第17話

 私の部屋に、心美が遊びにくるようになった。時刻はきまって時計の単針が12をさす昼頃で、心美は自由に取って良いお菓子をよくポケット一杯に詰め込んでやってくる。彼女は、毎回部屋に入るとすぐにお菓子をデスクにばら撒いてスッキリした顔をする。

 私は彼女の行動理念について、3回目でやっと尋ねてみることにした。

 その前に、ひとまずグミを一つ手に取り、生温かい包装を破って中身を口に放り込む。モゴモゴしながら、心美に話しかけた。

 「なんでここに来るの?」

 キャンディーの包装を破っている最中の心美がビックリした顔で私を見る。

 「明梨がいるからじゃん。友達でしょ?」

 心美はそう言ってるが、実際ここの仕事は途中で友達の部屋に行けるほど暇なものじゃない。それは心美も同じはずだと思う。

 「心美は、仕事何してるの?わざわざ私のところに来る必要ある?」

「え?なに?私責められてる?仕事は明梨と多分一緒だよ。転生が決まった生き物たちの書類に判子を押すだけの仕事。まあ、私は仕事速い方だから、遊びにくる時間があるの。」

 私はお菓子をデスクの端に寄せて、仕事を再開する。

 「明梨は仕事丁寧だよね。私、尊敬しちゃう。」

私は顔を一瞬だけ上げると、「煽ってる?」と少し冷めた口調で問うた。

 「煽ってないよ。本当に丁寧だなって思ってるだけ。」

 「ふ〜ん。」私は、わざと大きめにそう鼻を鳴らすと、手捌きを速めた。

 「明梨はさ、杉本さんとは何もないよね?」

 心美の突然の問いに、私は判子と書類の間に親指を挟み込んだ状態で判を押してしまった。

 「何もないわよ。逆にあるわけ?鈴木さんだっけ?」私は歪んだ紋章に二重横線を入れて、その隣に新しく判子を押した。

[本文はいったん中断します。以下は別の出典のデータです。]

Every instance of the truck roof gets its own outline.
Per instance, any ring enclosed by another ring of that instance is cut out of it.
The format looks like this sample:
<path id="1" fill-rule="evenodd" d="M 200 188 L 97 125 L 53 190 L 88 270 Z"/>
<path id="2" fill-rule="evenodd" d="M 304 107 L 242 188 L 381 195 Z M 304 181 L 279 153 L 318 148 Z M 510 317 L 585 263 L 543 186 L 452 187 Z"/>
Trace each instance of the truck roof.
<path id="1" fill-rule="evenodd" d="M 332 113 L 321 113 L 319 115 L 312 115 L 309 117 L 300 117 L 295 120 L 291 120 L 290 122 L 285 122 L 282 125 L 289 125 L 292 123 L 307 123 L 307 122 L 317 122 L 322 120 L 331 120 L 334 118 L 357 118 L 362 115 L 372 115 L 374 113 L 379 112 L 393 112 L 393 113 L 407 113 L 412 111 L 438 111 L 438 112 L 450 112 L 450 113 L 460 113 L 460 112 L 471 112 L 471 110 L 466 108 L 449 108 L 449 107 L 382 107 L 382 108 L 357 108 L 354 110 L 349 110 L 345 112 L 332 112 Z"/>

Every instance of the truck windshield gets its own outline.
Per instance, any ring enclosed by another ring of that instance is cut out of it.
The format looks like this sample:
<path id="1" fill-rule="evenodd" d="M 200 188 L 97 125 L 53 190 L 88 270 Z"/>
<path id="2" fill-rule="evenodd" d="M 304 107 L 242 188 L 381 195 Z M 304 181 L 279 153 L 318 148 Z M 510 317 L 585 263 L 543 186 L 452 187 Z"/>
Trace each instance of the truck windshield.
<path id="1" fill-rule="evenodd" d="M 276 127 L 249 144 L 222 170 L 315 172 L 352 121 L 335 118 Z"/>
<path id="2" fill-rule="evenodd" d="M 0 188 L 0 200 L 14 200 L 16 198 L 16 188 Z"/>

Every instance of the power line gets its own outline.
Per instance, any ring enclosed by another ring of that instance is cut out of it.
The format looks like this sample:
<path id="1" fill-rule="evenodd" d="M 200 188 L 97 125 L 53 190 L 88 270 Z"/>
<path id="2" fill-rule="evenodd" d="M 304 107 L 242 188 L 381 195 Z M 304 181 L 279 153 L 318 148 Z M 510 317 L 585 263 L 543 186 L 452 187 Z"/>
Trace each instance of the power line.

 「私、鈴木さんに突然告白されて。どうしたらいいのか分からない。」

 私は判子をデスク上に放り投げて、顔を素早く上げた。

 「それって、恋愛の告白?他の告白とかじゃなくて。」

「恋愛の告白だよ多分。好きだ、付き合ってって。前世、全く恋愛してこなかったからどうすればいいのか全然分かんない。」

 「そっか。」私は、顎に手をやる。

 「私、鈴木さん以外の人にも告白されて。」

「は?誰?」

「田中さんとA2班の飯田さん。田中さんからは、入社当初からずっと好きだって言われ続けていて、飯田さんは一昨日に突然。」

 「た、田中さん?ちょっと待って、そういう人だったの?」

 「うん。それでこの前、田中さんに私たちのキス見られたじゃん。あの一件以来、私たち付き合ってるって噂たっているんだよね。実は。でも、そのお陰でここ数日間は田中さんからのアプローチがなくてスッキリ。明梨には感謝しているよ。」

私は頭を抱えた。

 「もしかして、毎日ここを訪れているのも?」

「そう。」心美の顔は何故か嬉しそうだ。

 私はさらに頭を抱えた。

 ややこしいことになってるぞー。いやちょっと待て。なんで、こいつばかりモテているんだ。私もとびっきりの美女だぞ。